第一章 桜花乱満 PART8
8.
「社長、御馳走様でした。海鮮丼、本当に美味しかったですっ!」
「そうかい、そうかい。そいつはよかった。まだおかわりもあるからね、一杯食べてね」
トイレから帰ってきた社長の笑みに心動かされる。ここで働くことが決まっただけでも幸せなのに、暖かい人に出会えて本当によかった。
「それじゃあしーちゃん、また明日よろしくね! それと春田君。はい、今日の分、お疲れ様でした」
「え!? いいですよ、お金なんて。大して働いてませんし」
社長から封筒を拒むと、彼は再び笑いながら俺の手を握った。
「まあまあ、そういわずに。君は筋がいいよ。初日でも君の気持ちは十分伝わったからね。また来月から来てくれたら助かるよ」
封筒の中を見ると、福沢さんが二枚も入っていた。大して動いていないのに、こんな大金を頂くわけにはいかない。
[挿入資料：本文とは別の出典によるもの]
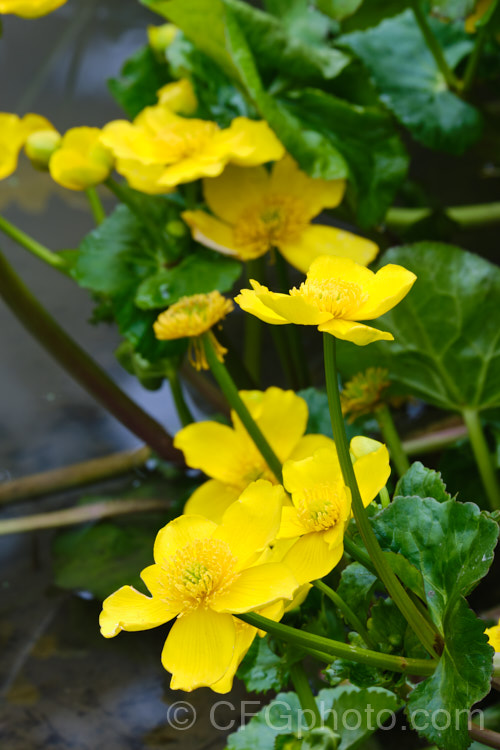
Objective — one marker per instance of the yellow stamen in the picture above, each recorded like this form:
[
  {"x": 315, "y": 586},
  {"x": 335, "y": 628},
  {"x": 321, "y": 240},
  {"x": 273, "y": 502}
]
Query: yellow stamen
[
  {"x": 338, "y": 297},
  {"x": 196, "y": 574},
  {"x": 278, "y": 219}
]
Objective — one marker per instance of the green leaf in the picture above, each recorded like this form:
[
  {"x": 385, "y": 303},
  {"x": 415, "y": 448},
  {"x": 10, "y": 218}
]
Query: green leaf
[
  {"x": 452, "y": 545},
  {"x": 411, "y": 85},
  {"x": 423, "y": 482},
  {"x": 140, "y": 78},
  {"x": 199, "y": 273},
  {"x": 447, "y": 330},
  {"x": 262, "y": 670}
]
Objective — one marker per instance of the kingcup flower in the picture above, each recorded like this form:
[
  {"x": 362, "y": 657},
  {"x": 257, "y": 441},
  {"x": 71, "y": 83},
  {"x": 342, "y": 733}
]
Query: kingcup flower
[
  {"x": 228, "y": 455},
  {"x": 322, "y": 504},
  {"x": 30, "y": 8},
  {"x": 81, "y": 161},
  {"x": 161, "y": 150},
  {"x": 191, "y": 317},
  {"x": 254, "y": 211},
  {"x": 203, "y": 574},
  {"x": 14, "y": 132},
  {"x": 336, "y": 294}
]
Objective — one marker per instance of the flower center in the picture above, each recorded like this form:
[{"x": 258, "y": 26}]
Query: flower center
[
  {"x": 323, "y": 506},
  {"x": 338, "y": 297},
  {"x": 196, "y": 573},
  {"x": 280, "y": 218}
]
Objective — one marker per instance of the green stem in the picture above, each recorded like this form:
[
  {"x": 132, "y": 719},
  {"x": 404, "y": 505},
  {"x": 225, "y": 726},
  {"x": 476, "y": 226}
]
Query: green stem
[
  {"x": 80, "y": 366},
  {"x": 80, "y": 514},
  {"x": 482, "y": 456},
  {"x": 291, "y": 332},
  {"x": 230, "y": 391},
  {"x": 433, "y": 45},
  {"x": 339, "y": 650},
  {"x": 422, "y": 628},
  {"x": 42, "y": 252},
  {"x": 182, "y": 408},
  {"x": 305, "y": 694},
  {"x": 96, "y": 206},
  {"x": 349, "y": 615},
  {"x": 253, "y": 326},
  {"x": 467, "y": 216},
  {"x": 392, "y": 439},
  {"x": 384, "y": 497},
  {"x": 473, "y": 61}
]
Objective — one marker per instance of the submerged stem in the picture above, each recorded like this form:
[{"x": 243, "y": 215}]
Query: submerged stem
[{"x": 422, "y": 627}]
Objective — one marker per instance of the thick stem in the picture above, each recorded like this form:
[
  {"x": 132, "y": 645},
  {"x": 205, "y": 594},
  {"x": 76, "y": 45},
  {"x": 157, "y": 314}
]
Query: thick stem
[
  {"x": 182, "y": 408},
  {"x": 305, "y": 695},
  {"x": 482, "y": 456},
  {"x": 80, "y": 366},
  {"x": 81, "y": 514},
  {"x": 392, "y": 439},
  {"x": 96, "y": 206},
  {"x": 230, "y": 391},
  {"x": 422, "y": 628},
  {"x": 467, "y": 216},
  {"x": 349, "y": 615},
  {"x": 34, "y": 247},
  {"x": 433, "y": 45},
  {"x": 77, "y": 475},
  {"x": 339, "y": 650}
]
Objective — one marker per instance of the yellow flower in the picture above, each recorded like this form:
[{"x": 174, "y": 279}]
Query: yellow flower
[
  {"x": 30, "y": 8},
  {"x": 179, "y": 97},
  {"x": 14, "y": 131},
  {"x": 161, "y": 150},
  {"x": 81, "y": 161},
  {"x": 336, "y": 293},
  {"x": 202, "y": 575},
  {"x": 255, "y": 211},
  {"x": 322, "y": 504},
  {"x": 228, "y": 454},
  {"x": 40, "y": 146},
  {"x": 493, "y": 634},
  {"x": 363, "y": 393},
  {"x": 190, "y": 317}
]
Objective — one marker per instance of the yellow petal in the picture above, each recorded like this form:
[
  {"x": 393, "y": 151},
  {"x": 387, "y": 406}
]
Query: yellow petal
[
  {"x": 209, "y": 231},
  {"x": 356, "y": 332},
  {"x": 252, "y": 143},
  {"x": 294, "y": 309},
  {"x": 387, "y": 288},
  {"x": 309, "y": 444},
  {"x": 315, "y": 195},
  {"x": 291, "y": 525},
  {"x": 311, "y": 557},
  {"x": 128, "y": 609},
  {"x": 256, "y": 587},
  {"x": 281, "y": 416},
  {"x": 179, "y": 96},
  {"x": 251, "y": 523},
  {"x": 317, "y": 240},
  {"x": 245, "y": 635},
  {"x": 248, "y": 300},
  {"x": 211, "y": 500},
  {"x": 235, "y": 190},
  {"x": 372, "y": 471},
  {"x": 215, "y": 449},
  {"x": 199, "y": 649},
  {"x": 179, "y": 533}
]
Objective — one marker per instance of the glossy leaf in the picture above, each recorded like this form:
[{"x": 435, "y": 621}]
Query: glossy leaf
[{"x": 410, "y": 83}]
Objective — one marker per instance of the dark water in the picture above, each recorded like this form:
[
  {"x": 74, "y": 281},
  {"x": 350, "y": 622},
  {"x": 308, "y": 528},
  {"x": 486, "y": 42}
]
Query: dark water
[{"x": 61, "y": 684}]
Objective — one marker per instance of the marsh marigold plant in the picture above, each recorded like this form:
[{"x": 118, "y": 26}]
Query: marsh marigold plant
[
  {"x": 336, "y": 295},
  {"x": 203, "y": 574},
  {"x": 254, "y": 211}
]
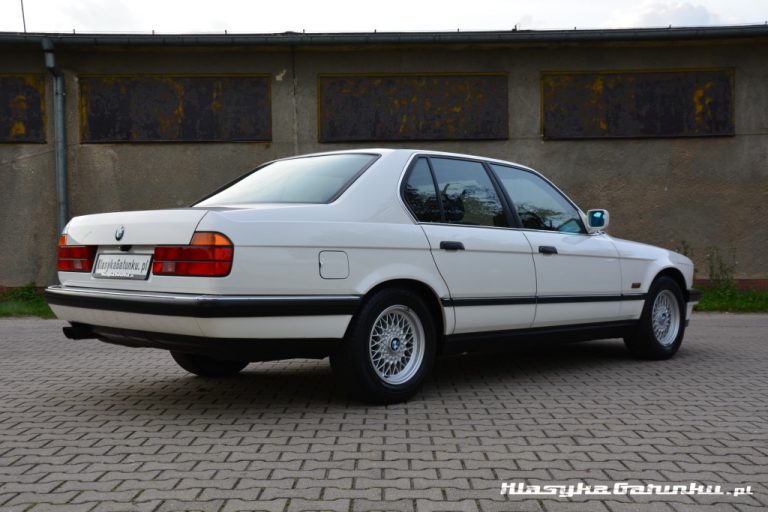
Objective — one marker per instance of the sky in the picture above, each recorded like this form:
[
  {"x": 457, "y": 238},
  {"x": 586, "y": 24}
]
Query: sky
[{"x": 274, "y": 16}]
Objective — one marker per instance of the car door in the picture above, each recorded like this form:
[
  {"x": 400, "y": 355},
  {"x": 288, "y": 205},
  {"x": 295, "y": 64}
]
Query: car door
[
  {"x": 487, "y": 267},
  {"x": 578, "y": 274}
]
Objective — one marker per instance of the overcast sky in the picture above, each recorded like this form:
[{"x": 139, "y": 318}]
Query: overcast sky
[{"x": 260, "y": 16}]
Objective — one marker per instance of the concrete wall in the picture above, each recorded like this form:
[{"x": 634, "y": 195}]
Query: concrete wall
[{"x": 701, "y": 192}]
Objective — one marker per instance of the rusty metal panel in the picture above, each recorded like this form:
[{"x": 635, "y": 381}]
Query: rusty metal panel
[
  {"x": 22, "y": 108},
  {"x": 410, "y": 107},
  {"x": 175, "y": 108},
  {"x": 689, "y": 103}
]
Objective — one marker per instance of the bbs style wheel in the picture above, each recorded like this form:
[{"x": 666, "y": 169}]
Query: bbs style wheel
[
  {"x": 389, "y": 348},
  {"x": 662, "y": 324}
]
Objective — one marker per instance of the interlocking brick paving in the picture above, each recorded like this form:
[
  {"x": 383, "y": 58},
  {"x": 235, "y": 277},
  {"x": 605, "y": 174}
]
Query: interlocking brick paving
[{"x": 86, "y": 426}]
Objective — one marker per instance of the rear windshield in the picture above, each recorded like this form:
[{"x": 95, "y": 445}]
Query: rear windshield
[{"x": 315, "y": 179}]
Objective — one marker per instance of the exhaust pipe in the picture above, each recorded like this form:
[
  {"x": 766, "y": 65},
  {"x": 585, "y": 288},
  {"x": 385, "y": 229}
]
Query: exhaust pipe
[{"x": 79, "y": 332}]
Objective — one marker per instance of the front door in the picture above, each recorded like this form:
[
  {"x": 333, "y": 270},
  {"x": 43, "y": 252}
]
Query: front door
[
  {"x": 487, "y": 266},
  {"x": 578, "y": 275}
]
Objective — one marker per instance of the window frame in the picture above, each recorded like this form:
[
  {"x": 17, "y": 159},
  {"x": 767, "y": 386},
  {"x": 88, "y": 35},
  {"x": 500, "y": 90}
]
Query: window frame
[
  {"x": 510, "y": 210},
  {"x": 513, "y": 221},
  {"x": 334, "y": 198},
  {"x": 580, "y": 218}
]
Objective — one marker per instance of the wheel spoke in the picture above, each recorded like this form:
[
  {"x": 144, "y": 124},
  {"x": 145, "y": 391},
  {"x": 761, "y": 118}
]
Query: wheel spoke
[{"x": 396, "y": 344}]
「今日みたいな日は特別だからね。普段は流れるように出棺まで導くことができるんだけど、こういう時もあることを覚えておいて欲しい」
「もちろんです。それはいいのですが……本当に大丈夫なんでしょうか? 今日であれだけ騒いでいたら、明日はもっと荒れるんじゃないでしょうか」
「ん、鋭いね」
社長が目を丸くして頷く。
「もちろん、その可能性大だ。だけど君はまだうちの社員じゃない。何かあっても困るのは会社だからね」
……確かに。
俺の保険は未だ、国民健康保険だ。雇用保険には入っていないし、明日怪我をするはめになったとしても、会社が面倒を見てくれるはずがない。
最悪、首になる可能性だってある。
「だけど……俺は見届けたいんです。親方の最期を。葬儀は一日ではなく、二日にあるといったのは社長じゃないですか。ここまで関わって中途半端なことはしたくないんです」
熱くなっている自分に驚く。故人に関わりがあるわけではないし、面倒ごとだと理解もしている。だけどこの仕事に真面目に取り組みたいという気持ちが大きくなり、妥協できない自分がいる。
何より……。
何よりそう、夏川さんの読経がもう一度聴きたいのだ!
彼女の神聖な歌を、特等席で聴きたくてたまらないっ!
「お願いします。問題があったとしても、会社には責任を一切追求しません。自己責任でいいんです。お願いします」
「うーん、そうはいってもねぇ……」
明るい社長が眉間に皺を寄せながら唸っている。やはり許可は下りないのだろうか。
「迷惑掛けません。僕に告別式を、経験させて下さい。プロになりたいんです、この業界で一人前になりたいんですっ!」
「気に入りました。そこまでいうのなら私が責任を持ちましょう」
後ろを振り返ると、故人の妻が立っていた。喪服ではなく、春らしい桃色の薄手のコートに身を包んでいる。